Sometimes, it’s a little difficult to discern whether this is a story of black comedy, black business, or simply of Raymond Lambert himself. While the film is narrated by John Ridley, Lambert himself serves as a talking head throughout the story, narrating and reacting to his own history. (Plus, his face is on the DVD cover, surrounded by tiny photos of the faces whose careers he helped launch.) It seems a bit unnecessary, considering that Lambert also co-wrote and produced Phunny Business, but at the same time, considering that he built the dream from scratch, watched it take off, and then saw it blow away in a storm of frustrating politics, perhaps it’s understandable that he wanted control when it came to telling his story.
Issues of race and politics in Chicago were part and parcel of not only All Jokes Aside’s success but also its demise. After the South Loop club closed, partially due to comics taking bigger gigs in bigger venues and on comedy specials, Lambert sought to open up a new incarnation of the club one mile north in a whiter part of town. It’s more than implied that Lambert was denied a liquor license due to racism from the ward neighbors, but Lambert also put out feelers to open up a club further south, in Bronzeville. Lambert received the blessing of high profile black alderman Dorothy Tillman, but Tillman ultimately granted the spot to Second City. (Lambert does express his frustration with Tillman’s decision, not as a businesswoman but as a black woman.) At the same time, though, would All Jokes Aside have thrived as it did had it not benefited from being a black club in a black part of town? (Another one of the reasons why the club shuttered was due to the neighborhood’s gradual gentrification and subsequent rent hikes). The documentary addresses these issues, and while it could have pushed further, this may have clashed with the film’s inherently jocular, light-hearted tone.

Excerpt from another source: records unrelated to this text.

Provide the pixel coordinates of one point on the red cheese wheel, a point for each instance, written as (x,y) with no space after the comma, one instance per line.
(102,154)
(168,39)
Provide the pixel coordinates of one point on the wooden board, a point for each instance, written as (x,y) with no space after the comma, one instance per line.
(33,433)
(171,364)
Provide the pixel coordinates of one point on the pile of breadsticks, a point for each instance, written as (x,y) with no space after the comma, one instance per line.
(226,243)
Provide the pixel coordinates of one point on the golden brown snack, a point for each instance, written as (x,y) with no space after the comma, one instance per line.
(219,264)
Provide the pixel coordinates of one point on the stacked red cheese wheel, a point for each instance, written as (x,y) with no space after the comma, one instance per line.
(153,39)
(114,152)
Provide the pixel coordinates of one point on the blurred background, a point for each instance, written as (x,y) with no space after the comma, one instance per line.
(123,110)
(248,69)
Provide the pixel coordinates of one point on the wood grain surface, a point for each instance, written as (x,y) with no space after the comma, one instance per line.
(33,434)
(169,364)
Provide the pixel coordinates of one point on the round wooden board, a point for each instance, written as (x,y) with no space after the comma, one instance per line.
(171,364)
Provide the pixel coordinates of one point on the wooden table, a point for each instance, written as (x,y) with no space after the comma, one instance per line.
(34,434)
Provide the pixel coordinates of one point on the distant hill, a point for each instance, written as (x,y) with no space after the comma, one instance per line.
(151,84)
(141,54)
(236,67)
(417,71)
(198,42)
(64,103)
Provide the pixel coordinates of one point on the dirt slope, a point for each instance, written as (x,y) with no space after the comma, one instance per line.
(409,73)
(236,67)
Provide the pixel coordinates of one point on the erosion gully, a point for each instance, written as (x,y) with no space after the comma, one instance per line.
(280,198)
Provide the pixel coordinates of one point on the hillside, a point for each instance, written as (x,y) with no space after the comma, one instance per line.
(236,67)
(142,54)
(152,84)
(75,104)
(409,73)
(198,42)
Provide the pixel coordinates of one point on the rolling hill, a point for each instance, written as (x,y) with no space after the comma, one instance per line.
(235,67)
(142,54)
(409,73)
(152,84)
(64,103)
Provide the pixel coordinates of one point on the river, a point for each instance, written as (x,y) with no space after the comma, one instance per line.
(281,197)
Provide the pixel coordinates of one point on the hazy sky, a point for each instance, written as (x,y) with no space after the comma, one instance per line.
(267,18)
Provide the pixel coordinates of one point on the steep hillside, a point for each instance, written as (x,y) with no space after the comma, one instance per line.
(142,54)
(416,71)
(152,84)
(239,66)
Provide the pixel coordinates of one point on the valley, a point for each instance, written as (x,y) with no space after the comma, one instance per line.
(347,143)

Phunny Business doesn’t seem quite sure where to end: After All Jokes Aside closes, we learn about Lambert’s agonizing attempts to start it anew, but after he gives that up for the time being, we don’t learn much about what he or his partners are up to now. Still, despite the film’s weaknesses, it’s an engaging view for any comedy fan, especially considering that with all the close looks we get at what it takes to be a comic these days thanks to other documentaries and podcasts, we don’t often get a look under the hood of the venues that help launch comics careers. Phunny Business is being billed as part of a Black History Month celebration on Showtime, and while it’s always fun to celebrate our favorite black celebrities, showcasing a tale of black entrepreneurship is a refreshing point of view.
- I wouldn’t have minded seeing more of Bernic Mac’s actual standup at All Jokes Aside, rather than the reverential footnote that was reserved for him towards the end of the film.
- I have a theory that part of the reason why Lambert figures so heavily in the visual narration of the film is that he’s a much cooler-looking dude now than he appears in old photos, and he wants the world to know he’s a smooth, hip-glasses-wearing bald-headed guy now and no longer the awkward, chubby-faced mustachioed man he once was.